Filippo Davydov, Agosto 29, 2025Agosto 29, 2025

Questo articolo è nato dalla domanda di una studentessa della nostra classe online

DOMANDA: Buongiorno! Ho una domanda, quando avrai tempo, sul processo pittorico. Stavo leggendo e sembra che alcune persone traccino il loro disegno sulla tavola prima di dipingere, piuttosto che dipingere a mano libera. Qual è la tua opinione al riguardo? Usi disegni preparatori in questo modo nel tuo processo iconografico? Ho avuto l’impressione che non dover fare questo sia precisamente il motivo per cui ci insegni a dipingere prima con colore molto diluito. Puoi dire di più sul perché scegli questo approccio?

Usare prima colore diluito ci permette di controllare e non avere fretta nel decidere dove vanno le cose e quindi ottenere le posizioni e misure giuste, ma non potrebbe anche essere molto precisi fin dall’inizio, cioè usando un disegno preciso preliminare, permettere di ottenere quella correttezza? Mi chiedo se sia una filosofia di fondo diversa su da dove viene l’aspetto “corretto” (determinato in anticipo o qualcosa che emerge nel processo) e quindi questo è molto importante. Grazie per qualsiasi intuizione.

Esempio di disegno a mano libero VS disegno lineare fatto da un'icona medievale
Esempio di disegno a mano libero VS disegno lineare fatto da un’icona medievale

RISPOSTA: Hai sollevato un punto importante, e hai assolutamente ragione—questo riflette una filosofia diversa. La differenza chiave è esattamente quello che hai identificato: se l’opera d’arte è “determinata in anticipo” o “qualcosa che emerge nel processo.”

Le nostre scelte dipendono dal nostro scopo, e nel nostro caso la differenza è sostanziale. Credo che questa distinzione risalga alla riscoperta dell’arte medievale alla fine del XIX e inizio del XX secolo.

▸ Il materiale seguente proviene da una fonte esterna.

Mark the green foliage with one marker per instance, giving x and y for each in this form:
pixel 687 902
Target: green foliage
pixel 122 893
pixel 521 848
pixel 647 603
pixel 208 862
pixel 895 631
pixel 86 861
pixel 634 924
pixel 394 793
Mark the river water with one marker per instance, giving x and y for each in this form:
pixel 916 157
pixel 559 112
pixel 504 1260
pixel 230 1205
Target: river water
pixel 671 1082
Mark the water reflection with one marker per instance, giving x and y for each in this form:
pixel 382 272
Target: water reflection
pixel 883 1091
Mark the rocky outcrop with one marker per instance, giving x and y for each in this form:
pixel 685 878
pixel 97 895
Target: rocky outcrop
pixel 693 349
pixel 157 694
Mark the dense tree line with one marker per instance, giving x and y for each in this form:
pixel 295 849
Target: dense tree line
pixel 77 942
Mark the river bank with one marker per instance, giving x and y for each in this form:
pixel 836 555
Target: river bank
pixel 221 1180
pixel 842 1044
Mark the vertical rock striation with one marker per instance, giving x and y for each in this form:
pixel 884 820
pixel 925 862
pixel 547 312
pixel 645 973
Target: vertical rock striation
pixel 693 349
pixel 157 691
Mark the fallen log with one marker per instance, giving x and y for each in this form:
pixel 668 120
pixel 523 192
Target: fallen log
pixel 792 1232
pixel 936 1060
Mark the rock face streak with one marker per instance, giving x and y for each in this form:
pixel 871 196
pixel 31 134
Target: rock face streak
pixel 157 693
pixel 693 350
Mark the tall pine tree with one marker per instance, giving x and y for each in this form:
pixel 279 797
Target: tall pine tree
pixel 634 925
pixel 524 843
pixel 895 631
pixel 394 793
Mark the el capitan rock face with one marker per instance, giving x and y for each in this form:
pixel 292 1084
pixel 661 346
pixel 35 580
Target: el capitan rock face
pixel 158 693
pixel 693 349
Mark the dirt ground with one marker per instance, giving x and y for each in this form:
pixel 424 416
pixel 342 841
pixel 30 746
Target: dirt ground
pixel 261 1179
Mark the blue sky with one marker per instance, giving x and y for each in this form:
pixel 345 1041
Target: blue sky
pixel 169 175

Per i critici d’arte di quel tempo, le icone e altre immagini medievali apparivano così diverse dall’arte rinascimentale o accademica—così contrarie a ciò che erano stati educati a considerare “corretto”—che, insieme all’ arte egiziane antiche e altre arti non accademiche, le icone furono liquidate come mera copiatura piuttosto che genuino disegnare o dipingere. Di conseguenza, tutti coloro che insegnarono iconografia da allora in poi, insegnarono a copiare modelli, presumendo che fosse così che erano stati prodotti gli originali.

Tuttavia, nel XX secolo questo approccio sbagliato iniziò ad essere sfidato. In Grecia fu Photios Kontoglou (https://en.wikipedia.org/wiki/Photis_Kontoglou), e alla fine del XX secolo ci furono alcuni iconografi in Russia, che prima erano educati come artisti, che alla fine si affascinarono all’iconografia come forma d’arte distinta e creativa—realizzata individualmente da zero ogni volta. Questi artisti pionieri attinsero anche alla ricerca di figure come Otto Demus e altri, che aiutarono a ripristinare l’iconografia come forma di espressione creativa piuttosto che riproduzione meccanica.

DUE APPROCCI PRINCIPALI

Dato tutto questo, credo che ora possiamo identificare due approcci principali all’iconografia: Scuola 1 e Scuola 2.

Scuola 1: L’Approccio della Copia

Consiste di coloro che sono stati insegnati che per dipingere icone gli iconografi devono riprodurre icone medievali esistenti, affreschi e illustrazioni di manoscritti nei minimi dettagli. A mio avviso, questi individui sono profondamente colpiti dalla bellezza e raffinatezza dell’arte medievale, ma non si sentono sicuri o equipaggiati per creare le proprie composizioni. Quindi iniziano tracciando direttamente dalle opere riconosciute e copiando disegni preparati, il che certamente rende il loro percorso verso il risultato finale molto più breve e facile.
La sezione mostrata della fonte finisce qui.